Paroxysmal Autonomic Instability with Dystonia (PAID)

Paroxysmal autonomic instability with dystonia (PAID) syndrome is a complication of severe brain injury, regardless of etiology. The syndrome is manifested by marked agitation, diaphoresis, hyperthermia, hypertension, tachycardia, and tachypnea accompanied by hypertonia and extensor posturing.  Usually episodic, it first appears in the intensive care setting but may persist in the rehabilitation phase for weeks to months after injury in individuals who remain in a low-response state. The syndrome engenders alarm because it may be difficult to distinguish from life-threatening conditions such as sepsis, impending herniation, or epileptic seizure. These manifestations could lead to secondary hypertensive or hyperthermic encephalopathy and even death.

The pathophysiology of PAID can be best explained by the dysfunction of autonomic centers in the diencephalon (thalamus or hypothalamus) or their connections to cortical, subcortical, and brainstem loci that mediate autonomic function. Rigidity and decerebrate posturing are seen experimentally and clinically with lesions in the midbrain, blocking normal inhibitory signals to pontine and vestibular nuclei. This allows these nuclei to become tonically active, transmitting facilitatory signals to the spinal cord control circuits. Spinal reflexes become hyperexcitable, evoked by sensory input signals that are usually below the threshold for excitation of a motor response.

Opioid receptors are found in the brain, cardiovascular nuclei, the heart, and blood vessels.
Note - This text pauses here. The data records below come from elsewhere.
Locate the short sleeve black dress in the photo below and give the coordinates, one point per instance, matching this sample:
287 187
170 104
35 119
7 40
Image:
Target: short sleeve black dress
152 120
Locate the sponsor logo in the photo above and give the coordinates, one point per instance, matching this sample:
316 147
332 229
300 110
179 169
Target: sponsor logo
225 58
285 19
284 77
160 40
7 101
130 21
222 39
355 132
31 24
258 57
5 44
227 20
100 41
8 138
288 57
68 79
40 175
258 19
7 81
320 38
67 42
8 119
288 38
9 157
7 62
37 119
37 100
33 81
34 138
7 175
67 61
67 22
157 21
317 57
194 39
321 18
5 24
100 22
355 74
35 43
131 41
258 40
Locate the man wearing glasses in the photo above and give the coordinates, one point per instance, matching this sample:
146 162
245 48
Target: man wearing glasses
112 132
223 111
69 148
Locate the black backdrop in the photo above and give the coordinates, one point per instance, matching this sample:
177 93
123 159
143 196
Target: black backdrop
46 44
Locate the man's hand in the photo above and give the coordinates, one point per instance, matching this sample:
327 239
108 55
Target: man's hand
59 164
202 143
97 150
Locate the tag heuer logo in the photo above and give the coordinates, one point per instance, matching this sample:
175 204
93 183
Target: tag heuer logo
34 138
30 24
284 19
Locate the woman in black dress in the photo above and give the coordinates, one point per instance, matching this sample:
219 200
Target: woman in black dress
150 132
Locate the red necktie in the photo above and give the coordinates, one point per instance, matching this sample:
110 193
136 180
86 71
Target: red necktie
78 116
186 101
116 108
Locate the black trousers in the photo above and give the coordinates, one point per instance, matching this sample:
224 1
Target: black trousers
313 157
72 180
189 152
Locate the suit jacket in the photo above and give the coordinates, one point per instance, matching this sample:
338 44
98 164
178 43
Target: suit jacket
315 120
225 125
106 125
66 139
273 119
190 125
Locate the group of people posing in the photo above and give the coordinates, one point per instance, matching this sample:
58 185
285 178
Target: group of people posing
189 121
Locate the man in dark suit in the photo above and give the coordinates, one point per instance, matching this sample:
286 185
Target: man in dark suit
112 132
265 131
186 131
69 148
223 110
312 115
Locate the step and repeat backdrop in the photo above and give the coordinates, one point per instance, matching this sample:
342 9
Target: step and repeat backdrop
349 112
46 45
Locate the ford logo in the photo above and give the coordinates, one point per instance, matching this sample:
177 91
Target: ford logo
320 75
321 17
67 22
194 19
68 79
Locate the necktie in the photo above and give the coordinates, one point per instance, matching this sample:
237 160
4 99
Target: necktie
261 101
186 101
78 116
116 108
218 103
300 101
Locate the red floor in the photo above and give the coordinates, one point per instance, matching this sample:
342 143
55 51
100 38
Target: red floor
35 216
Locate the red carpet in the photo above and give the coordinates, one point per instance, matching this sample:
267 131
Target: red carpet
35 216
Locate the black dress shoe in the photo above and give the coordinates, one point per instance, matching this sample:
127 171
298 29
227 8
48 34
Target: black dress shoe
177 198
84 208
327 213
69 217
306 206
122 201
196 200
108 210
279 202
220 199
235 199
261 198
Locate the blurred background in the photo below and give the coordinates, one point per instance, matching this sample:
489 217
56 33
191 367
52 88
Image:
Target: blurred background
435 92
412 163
Opiates such as morphine, when peripherally injected into healthy animals, produce hypotension. Morphine induces analgesia, respiratory depression, and bradycardia. Its analgesic properties may interfere with pain as an inciting factor, and its sedative effects may counter the tachycardia and tachypnea. Constipation is a problematic adverse effect of morphine and narcotic dependency. Withdrawal from opiate therapy may provoke signs that falsely suggest PAID.

The use of dopamine antagonists or the withdrawal of dopamine agonist therapy may also result in neuroleptic malignant syndrome (NMS), which generally presents with muscle rigidity, fever, autonomic instability, and cognitive changes such as delirium and is associated with elevated creatine phosphokinase (CPK). The clinical features of NMS suggest PAID. Thus, it is not surprising that the use of bromocriptine, a dopamine agonist, has been found to be helpful in PAID.

Because excitation of the sympathetic nervous system appears to be a major feature of PAID, beta-adrenergic blockades, such as propranolol (nonselective -adrenergic blockade) or labetalol hydrochloride (nonselective—plus alpha1-adrenergic blockade), are logical choices and have proven clinically useful in ameliorating some of the most important clinical signs (eg, hypertension) but not cholinergic signs (eg, diaphoresis) of PAID.

Clonidine, an alpha2-adrenergic agonist, reduces blood pressure, has a behavior-stabilizing effect, and causes sedation. These features treat the sympathetic signs and may interrupt feedback into the system that otherwise would perpetuate the cycle of autonomic dysregulation.

The benzodiazepines, such as lorazepam, have anxiolytic and sedating effects and muscle relaxant properties that may account for benefits observed in the treatment of PAID.

In addition to its direct muscle relaxant properties, dantrolene may diminish fever due to prolonged muscle contraction and reduce the somatosympathetic spinal reflexes that contribute to sympathetic excitation.